I wanted to touch on emergency contraception and the modalities available to emergency physicians. It’s been surprising to me that this request has not come up more often in residency. Remember, you want to initiate emergency contraception as soon as possible for higher efficacy.
What does “emergency contraception” mean?
Emergency contraception refers to the products that prevent pregnancy from occurring after an episode of unprotected intercourse or a failure of alternate forms of contraception.
Emergency contraception can be in the form of oral medications or IUDs.
Oral medications:
Technically, the FDA has only approved two forms of emergency contraception: oral levonorgestrel and oral ulipristal acetate.
Oral levonorgestrel – 1.5mg PO (one dose)
Must be initiated within 72 hours, maximum up to 5 days for moderate efficacy
Relative risk reduction (RRR) of pregnancy: 89% if initiated within 48h
Brand names: Plan B, Plan B One Step, My Way, Next Choice
Mechanism of action: progestin (aka synthetic progesterone)

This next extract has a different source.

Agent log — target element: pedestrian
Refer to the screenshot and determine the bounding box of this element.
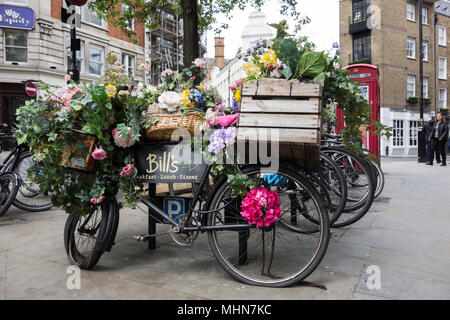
[422,113,441,163]
[427,112,448,167]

prevents fertilization by inhibiting ovulation, and it thickens cervical mucus
Side effects: heavy/irregular vaginal bleeding, GI symptoms
Available OTC for ~$40 out of pocket, (or $10 with GoodRx)
Not recommended if patient’s BMI > 25
There is a long list of drug interactions
Oral ulipristal acetate – 30 mg (one dose)
Must be initiated within 5 days
May be more effective for overweight patients
Brand name: Ella
Mechanism of action: progestin
Delays or inhibits ovulation and prevents implantation by altering the endometrium
Recommended to discard breast milk x 24 hours after ingestion
Side effects: GI symptoms, headache
Available OTC for ~$50 out of pocket, (or $40 with GoodRx)
IUDs:
IUDs are the most effective forms of emergency contraception
They must be inserted within 5 days of unprotected intercourse
99+% RRR of pregnancy
No weight limit!
Traditionally, the copper IUD (e.g. ParaGard) was considered the gold standard.
However, recent literature shows that hormonal IUDs (e.g. Mirena, Liletta), are just as effective forms for emergency contraception. (See the NEJM study below.) Personally, I think this is a game changer.
Emergency contraceptive users have an incidence of ~10% of pregnancy within 1 year
Contraindicated in patients with PID or with active gonorrhea/chlamydia
Consider an OB/GYN consult if you think an IUD might be the best option for your patient.
Yuzpe Method:
Lastly, in lower-resource areas where access is a concern, you can consider the “Yuzpe” method, which is a combination estrogen/progesterone treatment.
100mcg ethinyl estradiol (aka synthetic estrogen) + 0.5 mg levonorgestrel Q12h for one day
RRR of pregnancy is ~75%
Recommended within 5 days
Should you find yourself in a pickle overseas, this Wikipedia article has information regarding EC availability by country. I thought it was interesting!